Гордей непонимающе посмотрел.

– Это волки. Кто такие собаки? – Он вдруг осекся и сам себя перебил: – Не надо! Не рассказывайте!

– У нас их зовут собаками, они живут в домах и во дворах, охраняют и являются лучшими друзьями человека, – четко сформулировала Тома.

Как первокласснику. В ее понимании царевич из прошлого был тупым, как заглючившая «Винда».

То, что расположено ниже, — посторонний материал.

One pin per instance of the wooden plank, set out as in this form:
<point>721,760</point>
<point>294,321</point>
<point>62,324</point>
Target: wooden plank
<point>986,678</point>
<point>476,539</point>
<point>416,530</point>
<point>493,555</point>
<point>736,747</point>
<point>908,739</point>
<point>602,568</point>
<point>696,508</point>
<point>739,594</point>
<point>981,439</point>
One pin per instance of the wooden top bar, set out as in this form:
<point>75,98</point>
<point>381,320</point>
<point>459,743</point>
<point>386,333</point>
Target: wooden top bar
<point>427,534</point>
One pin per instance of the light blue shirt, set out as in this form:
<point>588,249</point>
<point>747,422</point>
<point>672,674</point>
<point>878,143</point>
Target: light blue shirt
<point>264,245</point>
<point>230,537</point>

А у царевича отлегло от сердца.

– Вы о псинах, – сообразил он. – Говорят, волков приручают, это и есть псины. Рассказывали, что в лесах… Неважно. Сам я ни одной не видал. Думал, что это сказки.

Он стал смотреть в огонь. Волки-собаки, они же псины, его больше не интересовали.

– Почему не перебьете всех этих со… волков? – проявила Тома природное любопытство.

– Рады бы, но всех нельзя, – вздохнул Гордей. – Когда волки чересчур расплодятся, проводятся большие облавы, но обычно просто охотимся на мех и шкуры.

В качестве примера он повертел перед нами головой в шлеме с хвостом. Собачьим, как выяснилось. Капец романтике. Как жить дальше?

Напрягало, что Гордей не снял шлем. Рядом охрана, мы на привале, у костра. Он чего-то боится? Ну вот, а я расслабился. Нельзя расслабляться, как говорится в бородатом анекдоте.

– Не пойму, почему они напали на вас, – задумчиво продолжал царевич. – Троих уже не трогают, а вас прибыло четверо. Одному гулять вредно для жизни, двоим опасно, а трое с оружием, не говоря о большей компании, остановят любую стаю. Нужно сомкнуться спинами, больных и слабых – внутрь, оружие вперед и замереть. И стоять, не шелохнувшись, пока волки не налаются всласть и не уберутся с дороги. Запомнили? Это азы выживания.

– Запомнили, – сказал Малик.

Царевич нехорошо поморщился, но смолчал.

Я сообразил: попав сюда, в чужой мир, с первой же секунды наша четверка все время распадалась. Всего-то требовалось держаться вместе. Век живи, век учись.

Гордей вновь обернулся к нам, «ангелам».